I couldn't be fully accurate, of course. I wasn't able to learn whether there were windows in Polo's cell which might allow that poignant view of the water. I couldn't learn what the inside of the Theater of Marcellus was like, or what Roman inquisitors wore on their feet, or, or, or. But I didn't need to be fully accurate! I'm a fiction writer, not an historian. It's my job to make thing up! If I decided there were narrow corridors inside the Theater of Marcellus, and, uh, some stairs and a room or two, and maybe it was dank, by gum, I could make it so! If I wanted my inquisitor to wear boots, because boots are loud, and angry, and menacing, boots it would be.

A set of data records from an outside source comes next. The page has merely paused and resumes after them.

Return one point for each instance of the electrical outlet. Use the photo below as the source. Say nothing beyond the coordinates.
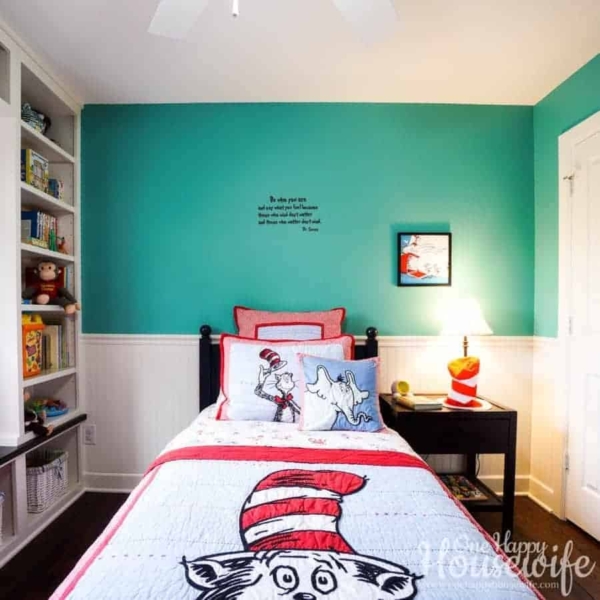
(89, 435)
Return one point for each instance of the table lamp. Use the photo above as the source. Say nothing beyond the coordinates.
(464, 317)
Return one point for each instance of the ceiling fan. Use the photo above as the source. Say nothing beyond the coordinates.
(373, 19)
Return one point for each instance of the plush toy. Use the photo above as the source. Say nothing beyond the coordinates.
(34, 420)
(47, 289)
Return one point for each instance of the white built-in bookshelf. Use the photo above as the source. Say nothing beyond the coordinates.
(22, 79)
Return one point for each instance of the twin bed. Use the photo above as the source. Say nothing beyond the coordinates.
(240, 510)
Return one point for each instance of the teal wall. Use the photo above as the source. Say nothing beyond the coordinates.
(170, 195)
(572, 102)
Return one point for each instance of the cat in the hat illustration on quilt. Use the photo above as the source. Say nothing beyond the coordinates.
(286, 408)
(292, 548)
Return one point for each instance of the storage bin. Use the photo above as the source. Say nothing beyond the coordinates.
(47, 479)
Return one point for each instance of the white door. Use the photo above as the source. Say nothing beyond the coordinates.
(583, 476)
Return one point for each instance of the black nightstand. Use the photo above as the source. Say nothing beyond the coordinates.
(462, 432)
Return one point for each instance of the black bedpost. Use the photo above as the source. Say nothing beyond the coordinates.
(205, 373)
(372, 343)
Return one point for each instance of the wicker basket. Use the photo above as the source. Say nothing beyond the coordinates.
(47, 479)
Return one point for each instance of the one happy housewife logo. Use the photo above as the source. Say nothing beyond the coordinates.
(292, 547)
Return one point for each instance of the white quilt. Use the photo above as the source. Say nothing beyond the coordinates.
(253, 511)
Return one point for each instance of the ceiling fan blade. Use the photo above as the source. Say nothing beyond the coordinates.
(175, 18)
(374, 20)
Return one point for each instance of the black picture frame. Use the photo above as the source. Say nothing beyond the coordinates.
(426, 276)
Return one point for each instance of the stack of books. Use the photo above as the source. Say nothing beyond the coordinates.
(462, 488)
(418, 402)
(58, 345)
(39, 229)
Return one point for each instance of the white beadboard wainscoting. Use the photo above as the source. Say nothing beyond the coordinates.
(549, 426)
(141, 390)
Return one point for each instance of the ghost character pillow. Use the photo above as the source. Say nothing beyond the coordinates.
(340, 394)
(260, 379)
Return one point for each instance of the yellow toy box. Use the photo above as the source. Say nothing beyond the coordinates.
(32, 327)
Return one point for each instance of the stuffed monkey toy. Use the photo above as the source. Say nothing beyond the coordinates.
(48, 291)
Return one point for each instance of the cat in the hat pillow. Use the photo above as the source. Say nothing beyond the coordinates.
(286, 408)
(293, 549)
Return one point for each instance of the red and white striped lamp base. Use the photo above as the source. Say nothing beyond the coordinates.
(463, 391)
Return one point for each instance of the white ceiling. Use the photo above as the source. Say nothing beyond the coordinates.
(449, 51)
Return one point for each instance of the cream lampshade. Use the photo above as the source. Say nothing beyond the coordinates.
(464, 317)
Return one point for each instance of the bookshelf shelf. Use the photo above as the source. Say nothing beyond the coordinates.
(61, 424)
(48, 376)
(43, 308)
(46, 147)
(37, 199)
(35, 252)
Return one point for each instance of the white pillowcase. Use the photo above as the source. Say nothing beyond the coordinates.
(260, 379)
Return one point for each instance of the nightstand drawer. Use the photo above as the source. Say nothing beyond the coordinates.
(456, 435)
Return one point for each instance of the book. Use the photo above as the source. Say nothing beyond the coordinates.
(418, 402)
(52, 357)
(462, 489)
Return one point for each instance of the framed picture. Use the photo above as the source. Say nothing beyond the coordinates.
(424, 259)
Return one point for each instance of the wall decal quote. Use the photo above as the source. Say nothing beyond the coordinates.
(296, 212)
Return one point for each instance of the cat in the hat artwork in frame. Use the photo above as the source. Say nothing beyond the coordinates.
(284, 384)
(292, 547)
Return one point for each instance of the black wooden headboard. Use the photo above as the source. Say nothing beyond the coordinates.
(210, 362)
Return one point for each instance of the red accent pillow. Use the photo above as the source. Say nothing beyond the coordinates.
(266, 325)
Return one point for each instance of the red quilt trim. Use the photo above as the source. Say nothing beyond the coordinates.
(324, 456)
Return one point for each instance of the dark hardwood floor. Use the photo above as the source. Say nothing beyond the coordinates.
(38, 569)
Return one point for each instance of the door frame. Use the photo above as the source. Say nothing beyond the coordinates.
(566, 178)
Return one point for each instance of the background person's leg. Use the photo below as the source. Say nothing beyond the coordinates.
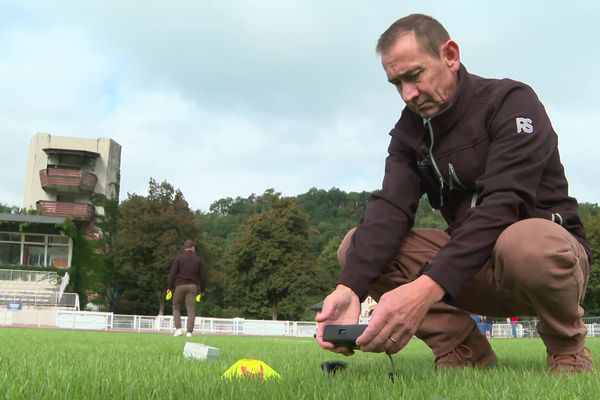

Emboldened, I sometimes ignored fact. When a rabbi-professor friend reminded me, gently, that Abulafia, being Sephardic, would never have said, Feh, or used Yiddish words like treyf, I decided that my Abraham Abulafia, who after all shared many characteristics with the "real" Abraham Abulafia, could say such things because, well, it was funny. Research would serve my book, and this was a book, after all—a romp, where fast-food chains proselytized for Whigs and Dadaists, and alephs quivered and revealed mysteries, and mystics appeared on a wall, waving their hands in cartoon form, hoping to impart important secrets. Research for accuracy, research for strangeness, research that could be discarded when inconvenient—all useful for creating a believable and entertaining universe.